3 High Caliber Defense Stocks in a Dangerous Market
From Yahoo Finance: 2025-06-21 20:18:00
Tensions between Israel and Iran highlight the strategic value of defense stocks, such as Lockheed Martin (LMT), RTX, and Northrop Grumman (NOC). These companies offer stable revenue from government contracts and dividends. RTX, with $84.4B revenue in 2024, serves global allies, while NOC, with $43.7B revenue, focuses on diversified technologies. LMT, with $71B revenue, has strong international ties and a 2.75% dividend yield.
RTX, formed through a 2020 merger, operates through Collins Aerospace, Pratt & Whitney, and Raytheon segments, each contributing billions in revenue. The stock, with a 40% gain in the past year, appeals to income investors with a 1.8% dividend yield and 32 years of dividend growth. Wall Street gives RTX a consensus Moderate Buy rating.

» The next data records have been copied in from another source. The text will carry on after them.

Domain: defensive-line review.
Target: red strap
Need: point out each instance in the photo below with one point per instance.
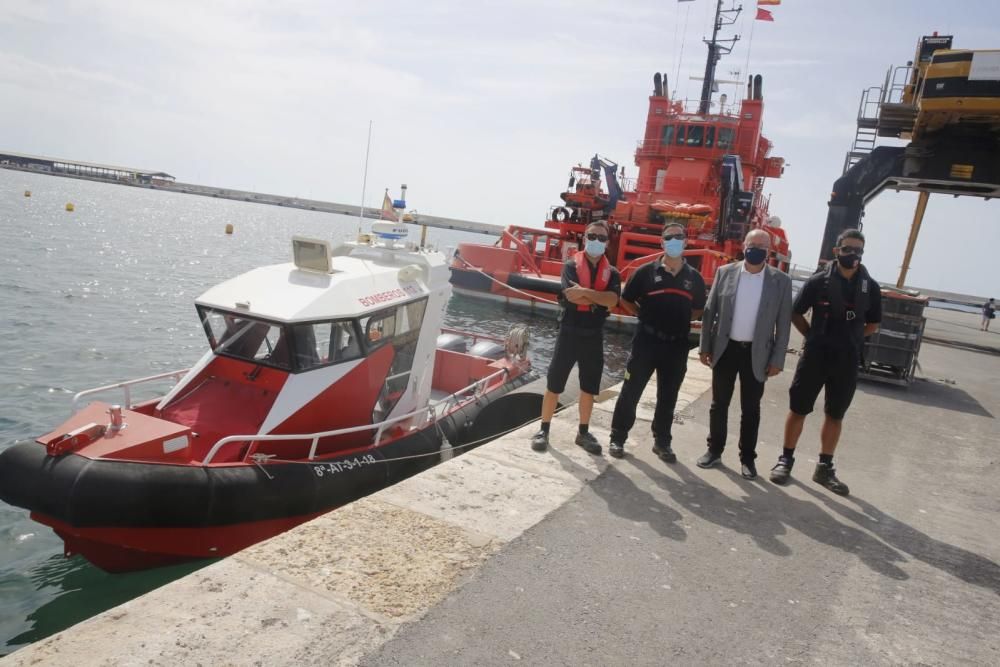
(586, 278)
(671, 290)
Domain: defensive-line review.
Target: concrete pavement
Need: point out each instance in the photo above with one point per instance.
(656, 564)
(506, 556)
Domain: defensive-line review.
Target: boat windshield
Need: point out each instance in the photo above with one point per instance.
(295, 347)
(247, 338)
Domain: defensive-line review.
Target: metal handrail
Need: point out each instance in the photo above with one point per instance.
(380, 426)
(127, 386)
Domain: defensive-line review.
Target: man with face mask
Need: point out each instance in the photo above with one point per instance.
(590, 288)
(846, 306)
(744, 333)
(666, 295)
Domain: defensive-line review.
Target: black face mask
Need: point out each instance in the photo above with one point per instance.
(848, 261)
(755, 256)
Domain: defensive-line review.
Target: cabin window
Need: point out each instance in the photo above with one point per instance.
(667, 137)
(726, 135)
(399, 327)
(709, 136)
(321, 344)
(696, 134)
(247, 338)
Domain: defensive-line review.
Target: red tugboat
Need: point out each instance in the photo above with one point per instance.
(703, 164)
(325, 379)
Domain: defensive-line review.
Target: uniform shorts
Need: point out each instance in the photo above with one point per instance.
(831, 367)
(587, 352)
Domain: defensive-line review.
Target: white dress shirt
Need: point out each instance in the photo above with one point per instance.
(748, 292)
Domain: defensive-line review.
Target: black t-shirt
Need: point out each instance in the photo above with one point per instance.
(665, 300)
(839, 330)
(592, 318)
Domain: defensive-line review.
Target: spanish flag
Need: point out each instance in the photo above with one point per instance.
(388, 212)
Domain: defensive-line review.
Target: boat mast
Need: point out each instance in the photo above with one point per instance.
(716, 49)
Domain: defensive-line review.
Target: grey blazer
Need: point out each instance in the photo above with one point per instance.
(774, 318)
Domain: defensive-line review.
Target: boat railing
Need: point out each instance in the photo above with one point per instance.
(127, 386)
(431, 410)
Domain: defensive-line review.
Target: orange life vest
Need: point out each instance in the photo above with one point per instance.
(588, 279)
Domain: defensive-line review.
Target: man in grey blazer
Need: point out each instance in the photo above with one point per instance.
(744, 333)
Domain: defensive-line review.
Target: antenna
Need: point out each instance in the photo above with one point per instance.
(716, 49)
(364, 181)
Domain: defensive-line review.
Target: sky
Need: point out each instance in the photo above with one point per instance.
(480, 107)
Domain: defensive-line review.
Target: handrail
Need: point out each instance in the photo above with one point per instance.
(380, 426)
(127, 386)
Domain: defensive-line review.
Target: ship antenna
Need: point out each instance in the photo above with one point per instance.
(716, 49)
(364, 181)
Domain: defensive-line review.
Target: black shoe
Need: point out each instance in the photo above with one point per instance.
(825, 475)
(782, 471)
(709, 459)
(663, 450)
(588, 442)
(540, 441)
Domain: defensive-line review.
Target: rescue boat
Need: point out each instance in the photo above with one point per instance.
(702, 163)
(325, 379)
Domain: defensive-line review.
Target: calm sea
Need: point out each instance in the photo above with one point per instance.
(105, 294)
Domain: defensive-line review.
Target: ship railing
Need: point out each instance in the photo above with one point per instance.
(430, 410)
(127, 386)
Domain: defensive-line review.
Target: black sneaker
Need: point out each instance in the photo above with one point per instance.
(782, 471)
(588, 442)
(540, 441)
(826, 475)
(664, 451)
(709, 459)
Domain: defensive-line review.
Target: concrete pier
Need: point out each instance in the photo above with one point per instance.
(506, 556)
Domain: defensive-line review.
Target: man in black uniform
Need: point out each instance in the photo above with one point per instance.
(846, 306)
(667, 295)
(590, 288)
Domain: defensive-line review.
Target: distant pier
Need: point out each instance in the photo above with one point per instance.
(160, 180)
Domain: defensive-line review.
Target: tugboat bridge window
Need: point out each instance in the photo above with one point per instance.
(324, 343)
(399, 327)
(696, 135)
(726, 135)
(667, 137)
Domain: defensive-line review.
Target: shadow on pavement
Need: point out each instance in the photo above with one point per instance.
(960, 563)
(766, 511)
(930, 393)
(628, 501)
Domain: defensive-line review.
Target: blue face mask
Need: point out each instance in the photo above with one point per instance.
(673, 247)
(595, 248)
(755, 255)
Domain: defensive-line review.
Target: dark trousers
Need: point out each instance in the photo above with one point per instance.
(735, 361)
(669, 360)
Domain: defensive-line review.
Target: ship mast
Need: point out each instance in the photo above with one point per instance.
(716, 49)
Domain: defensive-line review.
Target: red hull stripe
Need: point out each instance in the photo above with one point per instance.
(671, 290)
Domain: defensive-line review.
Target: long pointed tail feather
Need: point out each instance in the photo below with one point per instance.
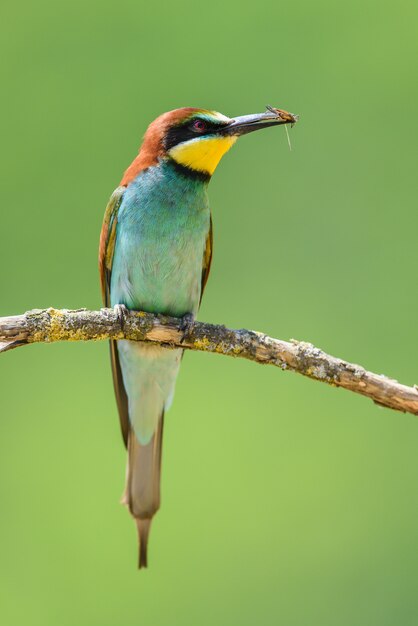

NOC, formed in 1994, is a $72B company producing advanced technologies for aerospace and defense. The company reported solid revenue across its business units in 2024. With a 1.8% dividend yield and 35 years of dividend payments, NOC is a reliable dividend growth stock. Wall Street rates NOC a consensus Moderate Buy.
LMT, with a market cap of $112B, is an established player in aerospace and defense, generating $71B in revenue in 2024. The stock trades at a lower valuation than its peers and offers a 2.75% dividend yield, with 29 years of dividend payments and 22 years of increases. Wall Street gives LMT a consensus Moderate Buy rating.
All three companies offer a durable business model, government relationships, diversified revenue streams, reasonable valuations, above-average dividend yields, and impressive dividend growth records. Lockheed Martin stands out with the lowest valuation and highest dividend yield among the group.